El tiempo, que no perdona, fue imponiendo la exigencia de disolución de una relación que, desde su inicio, estaba destinada a acabar. Los vínculos no son homogéneos y, por eso mismo, cada uno tiene una singularidad que nos obstante puede ser comprendido considerando su idiosincrasia. Por ejemplo, los paternofiliales deberían tocar a su fin con la muerte, normalmente de los progenitores, aunque siempre restan inscritos en la estructura afectiva del individuo. Sabemos que tampoco es siempre así, pero intentamos referirnos a los que han sido bien establecidos desde el cuidar y ser cuidado, que con los años puede invertirse. Los vínculos de amistad, si son auténticos, se mantienen con más o menos intensidad a lo largo de la existencia, finiquitando con el deceso de alguien. Los de pareja manifiestan una gran diversidad según las bases sobre las que se establece la relación.
Sin embargo, hay otros vínculos, lo de ayuda profesional, terapeutas, psiquiatras, que están llamados a su fin, precisamente para que cumplan la función que tienen: entrenar las habilidades de autogestión emocional y conductual. Si nunca se produjera la separación, estas habilidades no pertenecerían de forma autónoma a quien demanda ayuda, si no que dependerían siempre de la presencia o no de esa figura que, mediante un encuadre definido, inicia un vínculo con la perspectiva de que éste toque a su fin, y quien ha demandado ayuda logre su autonomía plena.
Estos principios teóricos no son siempre tan nítidos, ni funcionan con una sistemática infalible.
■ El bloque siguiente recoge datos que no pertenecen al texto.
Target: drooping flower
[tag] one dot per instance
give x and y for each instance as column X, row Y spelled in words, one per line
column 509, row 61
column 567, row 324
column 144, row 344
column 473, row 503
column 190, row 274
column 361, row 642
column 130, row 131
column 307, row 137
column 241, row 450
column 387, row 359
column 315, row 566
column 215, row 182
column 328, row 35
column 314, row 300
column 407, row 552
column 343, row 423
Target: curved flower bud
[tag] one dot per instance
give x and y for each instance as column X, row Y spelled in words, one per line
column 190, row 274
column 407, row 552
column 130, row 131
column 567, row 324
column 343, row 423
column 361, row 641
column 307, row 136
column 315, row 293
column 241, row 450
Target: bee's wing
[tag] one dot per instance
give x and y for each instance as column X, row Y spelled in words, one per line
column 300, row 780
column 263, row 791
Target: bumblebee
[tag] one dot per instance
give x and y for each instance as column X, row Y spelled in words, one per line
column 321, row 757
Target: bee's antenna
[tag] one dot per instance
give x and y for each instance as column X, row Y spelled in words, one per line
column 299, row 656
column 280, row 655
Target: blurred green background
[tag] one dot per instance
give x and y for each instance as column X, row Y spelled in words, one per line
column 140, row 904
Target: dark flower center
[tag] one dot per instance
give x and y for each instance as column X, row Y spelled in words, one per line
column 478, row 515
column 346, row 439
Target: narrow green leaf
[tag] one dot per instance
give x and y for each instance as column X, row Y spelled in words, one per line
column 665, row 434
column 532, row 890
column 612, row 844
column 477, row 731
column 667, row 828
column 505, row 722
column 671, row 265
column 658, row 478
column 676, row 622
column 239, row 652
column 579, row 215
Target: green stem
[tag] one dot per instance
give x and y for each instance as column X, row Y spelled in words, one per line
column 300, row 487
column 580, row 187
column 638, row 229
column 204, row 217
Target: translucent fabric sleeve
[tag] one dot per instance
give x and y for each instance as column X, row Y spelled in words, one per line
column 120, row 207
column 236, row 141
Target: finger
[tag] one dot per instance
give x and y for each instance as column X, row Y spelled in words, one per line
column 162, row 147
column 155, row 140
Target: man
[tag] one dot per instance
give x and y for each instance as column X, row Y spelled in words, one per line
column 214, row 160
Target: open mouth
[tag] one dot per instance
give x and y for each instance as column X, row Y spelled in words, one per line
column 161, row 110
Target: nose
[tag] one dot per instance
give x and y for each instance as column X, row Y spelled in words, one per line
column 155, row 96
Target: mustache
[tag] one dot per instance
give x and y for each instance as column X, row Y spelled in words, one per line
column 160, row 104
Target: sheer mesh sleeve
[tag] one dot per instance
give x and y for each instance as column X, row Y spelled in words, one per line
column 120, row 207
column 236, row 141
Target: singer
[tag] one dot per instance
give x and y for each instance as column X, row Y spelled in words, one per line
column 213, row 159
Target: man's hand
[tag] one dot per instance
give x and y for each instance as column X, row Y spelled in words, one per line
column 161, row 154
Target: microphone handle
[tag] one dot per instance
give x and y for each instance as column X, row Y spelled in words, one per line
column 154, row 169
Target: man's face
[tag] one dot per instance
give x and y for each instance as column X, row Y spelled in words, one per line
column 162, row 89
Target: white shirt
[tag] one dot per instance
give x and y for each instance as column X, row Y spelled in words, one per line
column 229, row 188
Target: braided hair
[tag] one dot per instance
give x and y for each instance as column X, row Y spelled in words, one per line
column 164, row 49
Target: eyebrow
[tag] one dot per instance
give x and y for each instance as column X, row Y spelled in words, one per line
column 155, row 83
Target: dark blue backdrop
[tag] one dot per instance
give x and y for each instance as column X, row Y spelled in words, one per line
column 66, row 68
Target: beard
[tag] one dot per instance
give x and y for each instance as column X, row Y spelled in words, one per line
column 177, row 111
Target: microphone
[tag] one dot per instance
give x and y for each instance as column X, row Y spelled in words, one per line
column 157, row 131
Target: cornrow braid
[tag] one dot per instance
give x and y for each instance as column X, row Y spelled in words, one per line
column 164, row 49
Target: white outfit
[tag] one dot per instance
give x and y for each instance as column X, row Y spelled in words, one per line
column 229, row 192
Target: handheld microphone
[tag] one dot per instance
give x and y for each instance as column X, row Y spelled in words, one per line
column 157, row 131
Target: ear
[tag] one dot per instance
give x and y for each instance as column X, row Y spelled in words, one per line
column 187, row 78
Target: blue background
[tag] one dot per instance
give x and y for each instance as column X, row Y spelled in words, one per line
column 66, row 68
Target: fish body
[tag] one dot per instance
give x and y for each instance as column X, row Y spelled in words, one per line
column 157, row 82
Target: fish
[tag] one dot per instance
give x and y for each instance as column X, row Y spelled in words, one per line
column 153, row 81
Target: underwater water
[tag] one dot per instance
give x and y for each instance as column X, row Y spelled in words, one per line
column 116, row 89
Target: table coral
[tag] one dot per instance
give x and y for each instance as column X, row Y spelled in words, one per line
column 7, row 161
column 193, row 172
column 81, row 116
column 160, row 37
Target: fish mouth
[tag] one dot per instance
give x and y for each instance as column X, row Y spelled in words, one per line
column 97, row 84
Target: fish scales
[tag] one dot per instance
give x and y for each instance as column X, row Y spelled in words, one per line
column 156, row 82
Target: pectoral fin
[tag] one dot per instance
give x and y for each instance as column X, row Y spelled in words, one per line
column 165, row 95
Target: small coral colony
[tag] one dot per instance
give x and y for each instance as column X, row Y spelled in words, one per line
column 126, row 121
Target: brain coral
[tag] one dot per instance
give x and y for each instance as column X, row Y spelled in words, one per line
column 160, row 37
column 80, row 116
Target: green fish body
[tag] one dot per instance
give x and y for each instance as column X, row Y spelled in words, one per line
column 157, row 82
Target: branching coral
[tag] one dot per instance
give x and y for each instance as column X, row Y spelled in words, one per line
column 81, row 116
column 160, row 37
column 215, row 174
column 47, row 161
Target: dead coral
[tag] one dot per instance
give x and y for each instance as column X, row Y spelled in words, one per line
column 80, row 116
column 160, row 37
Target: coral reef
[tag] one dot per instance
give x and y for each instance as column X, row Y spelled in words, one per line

La naturaleza del vínculo y el tiempo de duración de éste condicionan la posibilidad de separarse de la figura de ayuda, sin haberla trascendido y haberse ligado afectivamente a la persona que hay detrás de esa función terapéutica.
Es cierto que las terapias tienden a ser breves y con objetivos definidos que una vez logrados y casi de forma natural la dan por acabada. Sin embargo, según cuáles sean las carencias de quien demanda ayuda su apego puede ser precisamente el núcleo de sus dificultades y con ello la finalización de la terapia sería la del único apego seguro que se ha experimentado. Ese que debería haberse establecido con los padres pero que no siempre se produce.
En estos casos la complejidad es mayor, porque el tratamiento orientado a reparar la carencias de una falta de vínculos primarios pasa por experimentar con el terapeuta la posibilidad de confiar y vincularse. Una vez conseguido esto ¿Es propósito es desvincularse? Algo confuso para quien se halla inmerso en maremágnum emocional del que no se ha sentido capaz de salir solo.
Esto puede ser un indicativo de que por muy personalizadas que se planeen las terapias, hay unas singularidades que no se contemplan; y no se hace porque el espacio terapéutico no deja de ser un laboratorio experimental desgajado de la vida, y la traslación que se pretende hacer a la cotidianidad no siempre funciona, si eso pasa por romper el vínculo con el terapeuta.
Lo descrito afecta a casos minoritarios, aunque ya sabemos que cuando le toca a uno mismo constituye el cien por cien; así, los profesionales deberían revisar cómo gestionar los vínculos que han sido precisamente el núcleo de la terapia, y que deshaciendo el generado ah hoc, quizás entra en crisis cuanto se ha trabajado.